In this blog, we provide a fictional scenario of a cat-and-mouse game between cybercriminals and law enforcement. We illustrate how cybercriminals use single fast flux networks and more advanced techniques such as double flux (when the domain name resolution becomes part of the fast flux network) and Domain Generation Algorithms (DGAs) to hamper domain denylisting and takedown efforts.

Additionally, we cover three case studies that show the wide range of malicious activities that fast fluxing can be used for. We observe scammers using fast flux domains to operate social engineering pages in many different languages, cybercriminals infecting machines with Smoke Loader malware and using fast fluxing for their command and control (C2) domains and finally, we show how fast flux domains are used to operate illicit adult and gambling sites.

Palo Alto Networks provides protection against fast flux and DGA domains leveraging our classifiers in multiple Palo Alto Networks Next-Generation Firewall security subscriptions, including URL Filtering and DNS Security.

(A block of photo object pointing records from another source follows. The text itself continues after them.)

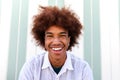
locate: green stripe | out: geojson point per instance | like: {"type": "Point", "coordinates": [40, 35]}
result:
{"type": "Point", "coordinates": [51, 2]}
{"type": "Point", "coordinates": [96, 41]}
{"type": "Point", "coordinates": [87, 32]}
{"type": "Point", "coordinates": [92, 36]}
{"type": "Point", "coordinates": [13, 41]}
{"type": "Point", "coordinates": [60, 3]}
{"type": "Point", "coordinates": [18, 34]}
{"type": "Point", "coordinates": [23, 35]}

Fast Flux Fictional Scenario

Fast flux networks can be used to support a wide variety of criminal endeavors, such as phishing, scams, malware distribution and botnet operations. The term "fast flux" originates from April Lorenzen, who observed early use of this technique. To explain how fast flux works and to provide background, we will start with a fictitious example of a phishing operator, Mallory. Mallory would like to harvest user credentials that he can later sell on various illicit underground markets.

  • Mallory: The villain involved in phishing.
  • Bart: Mallory’s friend who compromises machines and builds botnets.
  • Alice: Unsuspecting customer of Rainbow Bank.
  • Emilia: The protagonist and the leader of a law enforcement team tasked with stopping the phishing attacks launched lately against Rainbow Bank’s customers.

Before his venture into fast fluxing, Mallory learned that the domain name system translates domain names that are easy to remember for humans (e.g., paloaltonetworks.com) to IP addresses (e.g., 34.107.151.202) understood by machines. These IP addresses are what machines use on the Internet to find each other and to be able to communicate.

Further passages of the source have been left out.